J’ai débuté à Langenthal. Pour ma première année on avait une très bonne équipe, mais ça s’est renversé lors de la deuxième saison car l’entraîneur communiquait moins avec son équipe. On m’a proposé de devenir entraîneur chef en décembre. Je n’ai pas changé grand-chose, mais j’ai appuyé sur l’esprit d’équipe et la communication, le soutien aux joueurs, et on a gagné le premier round de play-offs.
Ensuite on m’a proposé de reprendre l’équipe, et on a eu une super saison, mais on a perdu dans la première ronde des playoffs. Et là je me suis dit que l’année d’après ça allait être notre moment. Je suis un gars qui travaille vraiment pour l’équipe. C’était beaucoup de choses en fait, l’esprit de l’équipe, la santé, l’envie de jouer, et tout le monde autour de l’équipe aussi, le bureau, le staff, les bénévoles, ça faisait vraiment de la magie.
Et l’histoire a fait que ça s’est très bien passé. Mais c’est important de dire qu’il faut beaucoup de choses pour gagner. Plein de gens disent que c’est l’argent qui amène à la victoire, mais ce n’est pas vrai. Ce n’est pas juste l’argent, ce n’est pas juste les meilleurs joueurs, c’est beaucoup de choses qui ont un impact sur la victoire. Si tu gagnes c’est aussi de la chance, la santé, l’entourage des joueurs. On pense que tout se passe sur la glace, mais il y a énormément de paramètres extérieurs qui ont une influence sur les joueurs.
Après, j’ai signé pour un an de plus à Langenthal, mais une semaine après j’ai reçu une offre pour rejoindre la NLA avec Genève-Servette comme entraîneur adjoint. Je ne suis pas vraiment vieux pour un entraîneur, même aujourd’hui. Moi j’ai tellement une mentalité d’enseignant que j’avais envie d’apprendre, de m’améliorer. J’ai discuté avec mon directeur et il m’a conseillé d’y aller, alors j’ai foncé.
J’ai pris beaucoup de fun, mais on a eu des problèmes en dehors de la glace, avec l’entraîneur notamment, et ils l’ont viré, ont vendu l’équipe, et ont coupé pas mal de contrats.
J’avais un contrat de trois ans, mais ils voulaient faire des économies et ils ont jugé ne pas avoir besoin d’un deuxième assistant, alors je suis parti à Zug. Là-bas, l’expérience était vraiment géniale, parce que travailler avec les bonnes personnes, qui ont le bon caractère, comme à Genève au début, ça renforce la cohésion.
On avait deux équipes en fait, une en A, une en B. Et avec l’équipe B, beaucoup de juniors, on a réussi à aller en play-offs avec des jeunes de 18-19 ans, c’était fou. Les personnes font la différence, et après ça j’ai eu la chance d’aller en Allemagne.

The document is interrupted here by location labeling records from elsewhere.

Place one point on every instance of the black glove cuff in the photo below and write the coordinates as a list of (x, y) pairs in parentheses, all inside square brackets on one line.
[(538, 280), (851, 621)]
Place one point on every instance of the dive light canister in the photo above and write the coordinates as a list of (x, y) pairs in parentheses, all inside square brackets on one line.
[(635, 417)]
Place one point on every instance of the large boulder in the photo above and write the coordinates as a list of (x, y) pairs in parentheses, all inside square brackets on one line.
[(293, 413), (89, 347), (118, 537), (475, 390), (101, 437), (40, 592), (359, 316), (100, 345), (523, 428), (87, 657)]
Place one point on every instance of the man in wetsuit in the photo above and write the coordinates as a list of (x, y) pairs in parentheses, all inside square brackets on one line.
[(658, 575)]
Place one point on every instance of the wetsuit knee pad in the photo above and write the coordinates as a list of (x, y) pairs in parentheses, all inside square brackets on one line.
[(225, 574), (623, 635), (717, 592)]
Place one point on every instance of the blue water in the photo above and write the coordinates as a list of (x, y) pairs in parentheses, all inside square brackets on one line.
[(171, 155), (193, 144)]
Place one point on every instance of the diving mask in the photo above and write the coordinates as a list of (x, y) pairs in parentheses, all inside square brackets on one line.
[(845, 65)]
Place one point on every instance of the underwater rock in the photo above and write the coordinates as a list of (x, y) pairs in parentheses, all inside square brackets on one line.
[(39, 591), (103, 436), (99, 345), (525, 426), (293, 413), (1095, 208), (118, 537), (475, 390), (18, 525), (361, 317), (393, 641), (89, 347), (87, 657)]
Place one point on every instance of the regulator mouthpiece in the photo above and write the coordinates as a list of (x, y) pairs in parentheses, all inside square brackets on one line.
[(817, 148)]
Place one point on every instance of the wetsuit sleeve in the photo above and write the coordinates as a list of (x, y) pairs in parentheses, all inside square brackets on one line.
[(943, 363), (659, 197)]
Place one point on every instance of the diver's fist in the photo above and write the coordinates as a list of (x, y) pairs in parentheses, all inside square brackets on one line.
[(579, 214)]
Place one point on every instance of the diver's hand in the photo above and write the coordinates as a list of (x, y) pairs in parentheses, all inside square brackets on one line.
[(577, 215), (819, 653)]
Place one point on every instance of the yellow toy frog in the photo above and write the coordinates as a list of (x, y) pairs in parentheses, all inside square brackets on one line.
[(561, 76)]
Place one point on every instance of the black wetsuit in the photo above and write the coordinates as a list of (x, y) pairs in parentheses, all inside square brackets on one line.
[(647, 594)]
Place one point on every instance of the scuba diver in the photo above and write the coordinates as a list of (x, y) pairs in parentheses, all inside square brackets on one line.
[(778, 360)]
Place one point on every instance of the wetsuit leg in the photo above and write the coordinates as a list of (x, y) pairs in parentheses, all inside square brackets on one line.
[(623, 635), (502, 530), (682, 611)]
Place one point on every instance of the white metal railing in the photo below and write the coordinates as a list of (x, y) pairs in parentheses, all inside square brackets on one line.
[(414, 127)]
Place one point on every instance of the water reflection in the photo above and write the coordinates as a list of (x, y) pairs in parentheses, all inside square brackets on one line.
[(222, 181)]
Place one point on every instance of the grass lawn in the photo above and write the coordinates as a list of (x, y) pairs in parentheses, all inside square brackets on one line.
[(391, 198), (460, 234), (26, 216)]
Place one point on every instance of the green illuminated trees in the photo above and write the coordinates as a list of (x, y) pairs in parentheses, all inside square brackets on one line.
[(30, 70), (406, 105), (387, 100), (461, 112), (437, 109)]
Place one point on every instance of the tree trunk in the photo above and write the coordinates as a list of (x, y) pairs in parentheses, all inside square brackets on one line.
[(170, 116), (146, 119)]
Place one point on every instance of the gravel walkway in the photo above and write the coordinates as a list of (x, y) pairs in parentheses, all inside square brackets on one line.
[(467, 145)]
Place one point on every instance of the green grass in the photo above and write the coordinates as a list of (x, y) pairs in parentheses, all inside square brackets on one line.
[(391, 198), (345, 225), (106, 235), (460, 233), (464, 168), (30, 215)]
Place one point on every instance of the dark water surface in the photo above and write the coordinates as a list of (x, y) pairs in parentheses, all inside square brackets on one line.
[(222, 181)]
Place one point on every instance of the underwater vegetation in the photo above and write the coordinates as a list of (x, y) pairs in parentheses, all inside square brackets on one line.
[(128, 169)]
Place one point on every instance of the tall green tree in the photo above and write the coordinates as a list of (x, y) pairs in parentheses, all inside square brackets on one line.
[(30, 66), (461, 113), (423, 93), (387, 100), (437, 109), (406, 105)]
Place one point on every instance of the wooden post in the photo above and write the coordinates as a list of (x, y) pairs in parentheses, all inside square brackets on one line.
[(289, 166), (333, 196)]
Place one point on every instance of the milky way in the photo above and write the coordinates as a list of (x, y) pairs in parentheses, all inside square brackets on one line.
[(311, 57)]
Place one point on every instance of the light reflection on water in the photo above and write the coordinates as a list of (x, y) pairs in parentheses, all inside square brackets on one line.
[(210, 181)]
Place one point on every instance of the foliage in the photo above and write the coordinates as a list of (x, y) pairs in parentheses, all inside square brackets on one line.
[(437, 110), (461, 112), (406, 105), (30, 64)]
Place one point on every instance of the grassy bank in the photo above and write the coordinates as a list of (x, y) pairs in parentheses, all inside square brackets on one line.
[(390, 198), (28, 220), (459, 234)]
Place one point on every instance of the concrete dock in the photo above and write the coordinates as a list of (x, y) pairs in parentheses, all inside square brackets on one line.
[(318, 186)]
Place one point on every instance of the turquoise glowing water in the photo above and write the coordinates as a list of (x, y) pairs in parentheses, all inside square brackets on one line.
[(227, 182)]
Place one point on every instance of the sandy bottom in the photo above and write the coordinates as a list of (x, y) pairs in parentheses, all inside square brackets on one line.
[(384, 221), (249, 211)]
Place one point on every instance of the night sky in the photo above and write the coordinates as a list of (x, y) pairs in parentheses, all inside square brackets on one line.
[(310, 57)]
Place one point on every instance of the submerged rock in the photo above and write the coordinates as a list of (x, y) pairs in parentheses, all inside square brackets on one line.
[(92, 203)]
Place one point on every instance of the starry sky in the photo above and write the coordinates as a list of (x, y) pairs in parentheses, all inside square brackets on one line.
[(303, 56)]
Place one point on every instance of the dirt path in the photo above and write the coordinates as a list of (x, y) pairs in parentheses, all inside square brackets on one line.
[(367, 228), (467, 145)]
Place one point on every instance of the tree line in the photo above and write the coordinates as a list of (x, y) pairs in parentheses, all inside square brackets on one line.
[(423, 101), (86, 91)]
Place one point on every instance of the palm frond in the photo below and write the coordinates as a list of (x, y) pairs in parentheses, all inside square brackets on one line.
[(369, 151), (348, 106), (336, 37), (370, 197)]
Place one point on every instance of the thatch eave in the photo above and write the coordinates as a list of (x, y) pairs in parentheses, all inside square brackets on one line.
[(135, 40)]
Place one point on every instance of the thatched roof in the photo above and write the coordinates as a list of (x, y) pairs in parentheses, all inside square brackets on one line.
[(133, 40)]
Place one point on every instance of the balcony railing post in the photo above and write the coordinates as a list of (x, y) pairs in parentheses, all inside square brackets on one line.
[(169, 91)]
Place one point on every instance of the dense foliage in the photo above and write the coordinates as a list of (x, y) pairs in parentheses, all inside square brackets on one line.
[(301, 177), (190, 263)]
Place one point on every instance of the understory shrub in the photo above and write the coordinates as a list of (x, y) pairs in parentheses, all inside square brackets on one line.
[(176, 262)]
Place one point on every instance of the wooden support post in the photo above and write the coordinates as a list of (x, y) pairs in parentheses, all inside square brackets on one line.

Plan de Match : Quelles sont selon toi les plus grosses différences entre les championnats Suisse, Allemand et Français ?
Ça va plus vite ici, mais il y a moins de structure de jeu par contre. En Suisse c’est pareil, ça va vite, mais moins. Les joueurs gardent plus longtemps le palet, ils contrôlent plus, et en Allemagne, c’est un jeu plus dur. Ça se bat, ça s’intimide. Avoir une équipe dure physiquement aide là-bas car ça rend les adversaires nerveux. L’attitude des fans et des arbitres jouent dans tout ça aussi, il faut le dire. Ici par exemple, les coups de bâton ça arrive beaucoup plus souvent qu’en Suisse, mais ça met beaucoup moins en échec qu’en Allemagne. Beaucoup de choses ont un impact sur le jeu, et ici la vitesse est assez élevée.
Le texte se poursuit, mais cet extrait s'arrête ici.